Высокий и тощий дирижер, с взлохмаченной шевелюрой, неистово размахивает палочкой, помогая себе плечами, всем телом, даже головой. Но, увы, многозвучный ансамбль инструментов создает подлинную какофонию абстрактной музыки. Барабаны, цимбалы и медные тарелки состязаются с саксофонами, флейтами и скрипками в силе звуков. Шесть контрабасов рыкают, как львы, духовые инструменты играют только форте. Но дирижер, автор симфонии, не удовлетворен и этим, он требует от музыкантов еще больших усилий. Длинные пряди волос маэстро мечутся по лицу, закрывая глаза.

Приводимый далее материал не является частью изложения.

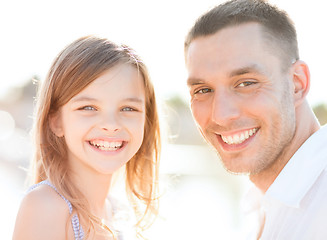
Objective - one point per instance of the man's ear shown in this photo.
(56, 124)
(301, 81)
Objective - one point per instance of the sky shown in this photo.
(33, 32)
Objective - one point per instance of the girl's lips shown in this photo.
(112, 145)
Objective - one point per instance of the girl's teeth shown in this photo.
(107, 146)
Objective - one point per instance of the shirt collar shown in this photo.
(301, 171)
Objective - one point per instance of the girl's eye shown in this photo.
(203, 91)
(128, 109)
(87, 108)
(245, 84)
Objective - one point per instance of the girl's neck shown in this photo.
(95, 188)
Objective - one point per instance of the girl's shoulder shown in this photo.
(43, 214)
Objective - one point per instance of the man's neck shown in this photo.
(306, 125)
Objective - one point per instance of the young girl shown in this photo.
(96, 112)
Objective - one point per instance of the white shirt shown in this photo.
(295, 205)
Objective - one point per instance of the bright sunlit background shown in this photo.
(201, 200)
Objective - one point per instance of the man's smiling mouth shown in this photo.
(240, 137)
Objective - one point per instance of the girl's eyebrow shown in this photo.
(91, 99)
(84, 99)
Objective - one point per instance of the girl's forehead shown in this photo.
(121, 81)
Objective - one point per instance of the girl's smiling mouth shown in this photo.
(107, 145)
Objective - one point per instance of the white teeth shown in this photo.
(106, 146)
(239, 138)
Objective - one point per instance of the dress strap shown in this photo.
(77, 228)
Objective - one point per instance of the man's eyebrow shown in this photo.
(245, 70)
(194, 81)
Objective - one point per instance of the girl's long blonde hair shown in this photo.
(78, 65)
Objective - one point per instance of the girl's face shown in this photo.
(103, 125)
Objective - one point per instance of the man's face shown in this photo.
(240, 98)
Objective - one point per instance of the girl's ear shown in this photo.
(301, 81)
(56, 124)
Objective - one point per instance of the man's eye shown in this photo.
(203, 91)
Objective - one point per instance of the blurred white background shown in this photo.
(201, 200)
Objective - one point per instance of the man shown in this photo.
(248, 96)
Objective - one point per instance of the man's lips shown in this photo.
(239, 137)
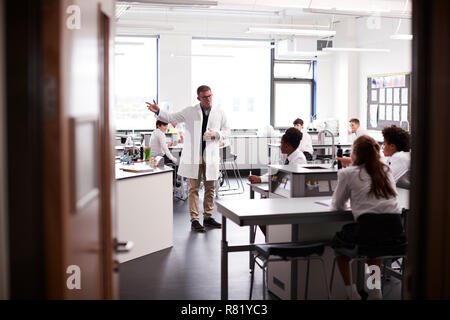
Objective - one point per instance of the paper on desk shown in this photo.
(327, 203)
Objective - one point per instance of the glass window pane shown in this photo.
(293, 70)
(292, 101)
(135, 82)
(238, 73)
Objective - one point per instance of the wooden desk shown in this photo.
(294, 211)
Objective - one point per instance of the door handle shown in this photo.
(123, 247)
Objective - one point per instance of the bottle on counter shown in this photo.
(339, 155)
(129, 146)
(146, 147)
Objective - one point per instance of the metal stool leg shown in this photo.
(307, 278)
(351, 277)
(332, 274)
(325, 278)
(264, 281)
(240, 177)
(252, 278)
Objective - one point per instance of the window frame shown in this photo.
(157, 38)
(275, 80)
(263, 41)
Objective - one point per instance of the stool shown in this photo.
(230, 158)
(390, 247)
(288, 251)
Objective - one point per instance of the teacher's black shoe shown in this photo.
(210, 222)
(196, 226)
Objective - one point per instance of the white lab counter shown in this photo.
(144, 211)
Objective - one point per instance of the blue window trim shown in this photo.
(314, 110)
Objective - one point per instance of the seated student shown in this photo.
(370, 186)
(177, 131)
(355, 129)
(291, 154)
(306, 143)
(158, 143)
(396, 150)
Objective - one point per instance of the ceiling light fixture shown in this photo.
(355, 50)
(402, 37)
(121, 9)
(173, 55)
(176, 3)
(297, 32)
(239, 46)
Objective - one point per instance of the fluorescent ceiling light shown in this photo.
(147, 27)
(201, 55)
(297, 32)
(247, 46)
(290, 26)
(302, 54)
(130, 43)
(355, 50)
(402, 37)
(176, 3)
(364, 13)
(121, 9)
(366, 10)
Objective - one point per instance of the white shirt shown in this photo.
(399, 163)
(358, 133)
(159, 145)
(354, 183)
(306, 143)
(295, 158)
(191, 157)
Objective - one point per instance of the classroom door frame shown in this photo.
(428, 269)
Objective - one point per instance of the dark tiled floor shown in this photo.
(191, 269)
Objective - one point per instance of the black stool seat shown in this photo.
(374, 251)
(290, 249)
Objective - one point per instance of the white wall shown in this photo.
(342, 77)
(398, 60)
(175, 71)
(3, 171)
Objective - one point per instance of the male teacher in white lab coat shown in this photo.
(205, 127)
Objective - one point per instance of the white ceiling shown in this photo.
(239, 15)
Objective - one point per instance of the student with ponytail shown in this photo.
(369, 185)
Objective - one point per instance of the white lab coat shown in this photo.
(192, 117)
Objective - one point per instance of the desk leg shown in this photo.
(252, 236)
(252, 241)
(361, 275)
(224, 262)
(294, 264)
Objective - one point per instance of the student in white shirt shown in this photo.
(396, 150)
(291, 154)
(158, 143)
(370, 187)
(177, 132)
(397, 156)
(355, 130)
(306, 143)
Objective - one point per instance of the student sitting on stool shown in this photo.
(370, 186)
(306, 143)
(159, 145)
(292, 155)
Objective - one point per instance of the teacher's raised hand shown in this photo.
(153, 107)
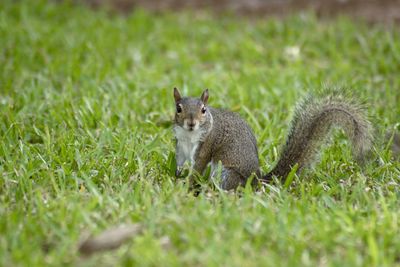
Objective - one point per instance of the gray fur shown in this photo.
(227, 138)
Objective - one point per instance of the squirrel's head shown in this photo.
(191, 113)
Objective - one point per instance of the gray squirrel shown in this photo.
(205, 135)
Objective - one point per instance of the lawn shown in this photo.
(86, 141)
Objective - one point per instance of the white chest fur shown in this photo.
(187, 144)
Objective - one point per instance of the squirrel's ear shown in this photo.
(177, 95)
(204, 97)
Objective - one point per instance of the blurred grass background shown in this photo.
(86, 103)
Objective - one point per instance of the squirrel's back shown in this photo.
(233, 142)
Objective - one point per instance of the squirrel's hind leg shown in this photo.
(231, 179)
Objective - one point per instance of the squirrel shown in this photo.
(206, 135)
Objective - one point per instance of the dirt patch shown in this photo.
(370, 10)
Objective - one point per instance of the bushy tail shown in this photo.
(312, 122)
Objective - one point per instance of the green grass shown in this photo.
(85, 144)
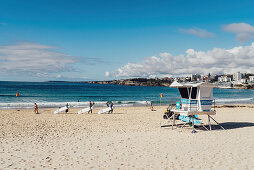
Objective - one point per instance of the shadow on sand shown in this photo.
(230, 125)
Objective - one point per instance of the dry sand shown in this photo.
(130, 138)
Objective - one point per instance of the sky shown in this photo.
(79, 40)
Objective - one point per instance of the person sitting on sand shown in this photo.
(152, 106)
(36, 109)
(111, 106)
(67, 110)
(91, 105)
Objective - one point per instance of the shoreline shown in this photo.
(130, 138)
(232, 105)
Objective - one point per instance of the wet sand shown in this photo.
(130, 138)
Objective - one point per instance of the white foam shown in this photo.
(230, 100)
(27, 105)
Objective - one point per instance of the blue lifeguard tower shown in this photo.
(196, 99)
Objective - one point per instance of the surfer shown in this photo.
(67, 110)
(36, 109)
(152, 106)
(91, 105)
(111, 106)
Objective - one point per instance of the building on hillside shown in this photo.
(195, 77)
(238, 76)
(224, 79)
(243, 80)
(251, 78)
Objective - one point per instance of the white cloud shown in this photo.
(33, 59)
(197, 32)
(3, 23)
(107, 73)
(244, 32)
(216, 60)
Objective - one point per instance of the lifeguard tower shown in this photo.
(196, 99)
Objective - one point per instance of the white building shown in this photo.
(224, 79)
(237, 76)
(243, 80)
(251, 78)
(195, 77)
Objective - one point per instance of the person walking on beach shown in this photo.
(152, 106)
(91, 109)
(111, 106)
(67, 110)
(36, 109)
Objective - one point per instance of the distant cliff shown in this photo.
(137, 82)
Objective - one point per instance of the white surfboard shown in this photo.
(85, 110)
(61, 109)
(105, 110)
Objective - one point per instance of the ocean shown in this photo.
(57, 94)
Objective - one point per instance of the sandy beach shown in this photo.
(130, 138)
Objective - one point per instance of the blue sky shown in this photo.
(91, 38)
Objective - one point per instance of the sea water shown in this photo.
(57, 94)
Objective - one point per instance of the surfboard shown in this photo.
(61, 109)
(85, 110)
(105, 110)
(187, 119)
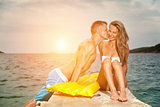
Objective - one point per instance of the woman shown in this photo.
(114, 54)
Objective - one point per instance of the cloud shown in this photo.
(45, 18)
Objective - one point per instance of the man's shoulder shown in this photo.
(87, 43)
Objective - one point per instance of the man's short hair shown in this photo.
(96, 25)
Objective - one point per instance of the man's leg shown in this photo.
(109, 77)
(102, 80)
(120, 79)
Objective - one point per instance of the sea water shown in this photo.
(22, 76)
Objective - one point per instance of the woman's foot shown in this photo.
(123, 97)
(114, 96)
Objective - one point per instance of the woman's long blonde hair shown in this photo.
(122, 39)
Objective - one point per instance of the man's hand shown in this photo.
(30, 103)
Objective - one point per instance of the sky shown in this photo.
(44, 26)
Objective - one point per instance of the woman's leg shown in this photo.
(102, 80)
(120, 79)
(109, 77)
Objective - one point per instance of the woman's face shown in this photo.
(112, 32)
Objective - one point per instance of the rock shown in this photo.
(101, 99)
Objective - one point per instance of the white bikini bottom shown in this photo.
(112, 58)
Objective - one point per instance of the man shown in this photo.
(81, 62)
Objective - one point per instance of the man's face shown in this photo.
(103, 32)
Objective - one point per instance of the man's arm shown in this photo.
(100, 49)
(83, 59)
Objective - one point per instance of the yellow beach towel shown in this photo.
(86, 85)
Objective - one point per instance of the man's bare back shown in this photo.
(85, 56)
(82, 60)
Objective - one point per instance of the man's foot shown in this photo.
(122, 97)
(114, 96)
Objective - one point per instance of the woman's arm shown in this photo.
(125, 65)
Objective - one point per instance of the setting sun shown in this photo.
(61, 45)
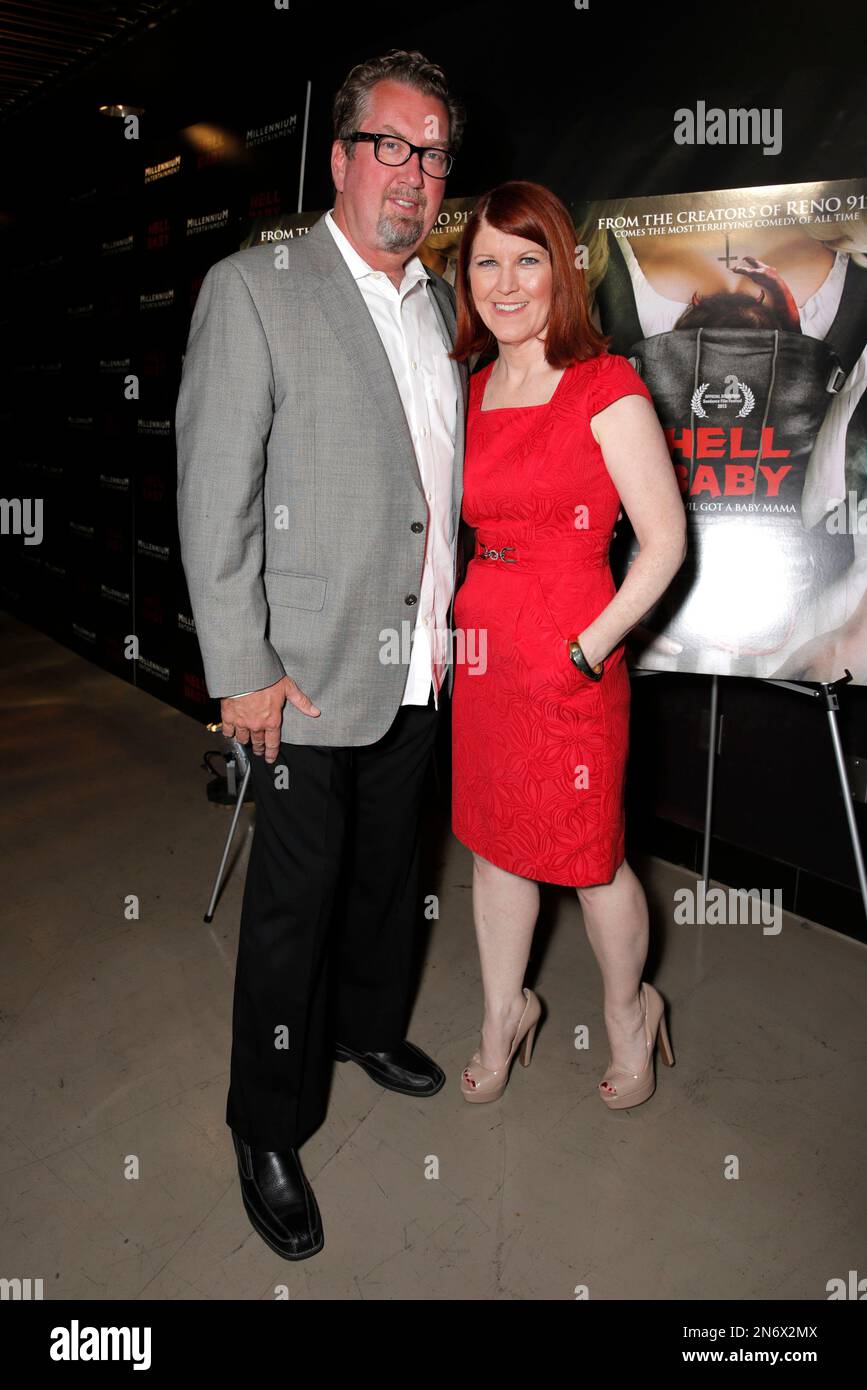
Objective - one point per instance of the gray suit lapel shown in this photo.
(342, 303)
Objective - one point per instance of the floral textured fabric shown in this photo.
(539, 749)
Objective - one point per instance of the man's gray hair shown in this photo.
(396, 66)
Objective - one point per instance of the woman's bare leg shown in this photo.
(616, 920)
(505, 908)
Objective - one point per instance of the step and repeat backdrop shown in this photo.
(762, 394)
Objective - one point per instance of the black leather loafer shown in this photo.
(405, 1068)
(278, 1200)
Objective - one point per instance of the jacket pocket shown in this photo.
(304, 591)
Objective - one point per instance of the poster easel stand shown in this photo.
(821, 690)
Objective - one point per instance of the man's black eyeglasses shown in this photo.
(393, 149)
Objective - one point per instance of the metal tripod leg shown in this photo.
(245, 761)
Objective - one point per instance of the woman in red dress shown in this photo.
(560, 435)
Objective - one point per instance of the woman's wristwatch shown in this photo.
(581, 662)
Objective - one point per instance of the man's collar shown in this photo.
(413, 271)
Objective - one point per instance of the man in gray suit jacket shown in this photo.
(320, 432)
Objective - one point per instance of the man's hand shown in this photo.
(259, 715)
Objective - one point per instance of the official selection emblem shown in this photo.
(734, 394)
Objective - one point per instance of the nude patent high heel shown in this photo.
(480, 1083)
(631, 1089)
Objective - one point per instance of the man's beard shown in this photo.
(398, 234)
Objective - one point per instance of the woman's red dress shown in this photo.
(539, 749)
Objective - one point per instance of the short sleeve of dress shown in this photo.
(613, 377)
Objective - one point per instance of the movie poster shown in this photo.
(745, 312)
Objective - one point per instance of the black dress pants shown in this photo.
(328, 922)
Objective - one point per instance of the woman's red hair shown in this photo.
(532, 211)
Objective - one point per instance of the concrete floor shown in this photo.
(116, 1047)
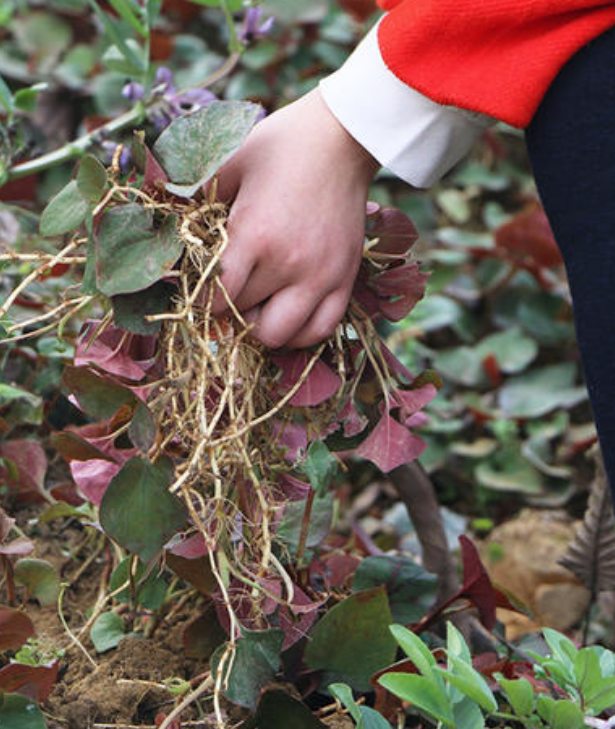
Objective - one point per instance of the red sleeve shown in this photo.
(497, 57)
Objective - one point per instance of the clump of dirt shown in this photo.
(123, 689)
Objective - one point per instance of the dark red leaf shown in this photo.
(528, 237)
(492, 370)
(30, 462)
(15, 629)
(35, 682)
(320, 384)
(6, 524)
(17, 548)
(396, 232)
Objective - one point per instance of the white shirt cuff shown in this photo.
(416, 138)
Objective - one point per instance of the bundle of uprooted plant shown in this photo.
(200, 437)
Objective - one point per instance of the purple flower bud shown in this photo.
(194, 99)
(163, 80)
(133, 91)
(253, 28)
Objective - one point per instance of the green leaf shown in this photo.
(233, 5)
(256, 662)
(415, 649)
(320, 466)
(298, 11)
(126, 10)
(22, 407)
(371, 719)
(131, 253)
(513, 350)
(151, 589)
(352, 641)
(364, 717)
(98, 396)
(119, 37)
(107, 632)
(561, 647)
(601, 695)
(422, 692)
(343, 694)
(115, 59)
(91, 178)
(289, 530)
(40, 579)
(25, 99)
(544, 707)
(203, 636)
(507, 470)
(410, 588)
(456, 645)
(42, 34)
(18, 712)
(469, 681)
(538, 392)
(88, 282)
(566, 715)
(468, 715)
(193, 148)
(130, 310)
(278, 710)
(138, 511)
(65, 212)
(519, 693)
(587, 669)
(142, 430)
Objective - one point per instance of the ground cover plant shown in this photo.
(187, 529)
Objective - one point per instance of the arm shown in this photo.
(300, 182)
(497, 57)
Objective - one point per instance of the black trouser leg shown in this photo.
(572, 146)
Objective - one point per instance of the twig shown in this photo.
(131, 118)
(39, 257)
(207, 685)
(74, 639)
(33, 275)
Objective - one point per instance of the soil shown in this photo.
(125, 689)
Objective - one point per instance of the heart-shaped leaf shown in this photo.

Неожиданно в этот хаос звуков начинают робко проникать отдаленные звуки удивительно знакомой мелодии. Возникая все чаще и чаще, она застилает, наконец, все остальное, и вдруг мы узнаем в ней старинные русские «Очи черные». Все в порядке, маэстро торжествует. Зал содрогается от аплодисментов, слышатся возгласы «браво» и свист. Это значит, что симфония одобрена публикой.
Уходя из зала, мы задавали себе вопрос: способствуют ли эти технические трюки глубокому восприятию музыки?
Здесь, как и в других концертных залах, великолепное техническое оснащение только подчеркивало бедность художественного замысла.
* * *
Внимательно присмотревшись к небоскребам Манхаттана, в особенности к тем, которые появились в период первого строительного бума 20-40-х годов, приходишь к выводу об их архитектурном убожестве.
Нам казалось по меньшей мере странной их стереотипная форма пирамид с прямоугольными переходами от одной высоты к другой. Они врастали в землю своими пузатыми основаниями, но достигнув определенной высоты, начинали ступеньками сужаться, пока их не увенчивали башни, шпили или просто круглые крыши.
Эта уродливость формы вовсе не случайный результат бездарности того или иного архитектора.
Колоссальный спрос на конторскую площадь, с одной стороны, и ограниченность пространства, с другой, заставили дома стремиться ввысь. И вот ряд в ряд по Уоллстриту и Брод-стриту, по Парк-Медисону и 5-й авеню к небу потянулись бесформенные глыбы каменных пирамид.
Частные интересы пришли в противоречие с общественными. Небоскребы совсем лишили Манхаттан света, воздуха, ощущения свободного пространства над головой и превратили солнечный свет в недоступную роскошь.
Когда в прошлом шла планировка города, то имелось в виду, что основная связь между его районами будет осуществляться по воде, поэтому в городе непропорционально много довольно узких улиц, идущих в широтном направлении поперек острова, и лишь несколько продольных авеню, отстоящих друг от друга на значительном расстоянии. Кварталы также оказались вытянутыми в широтном направлении.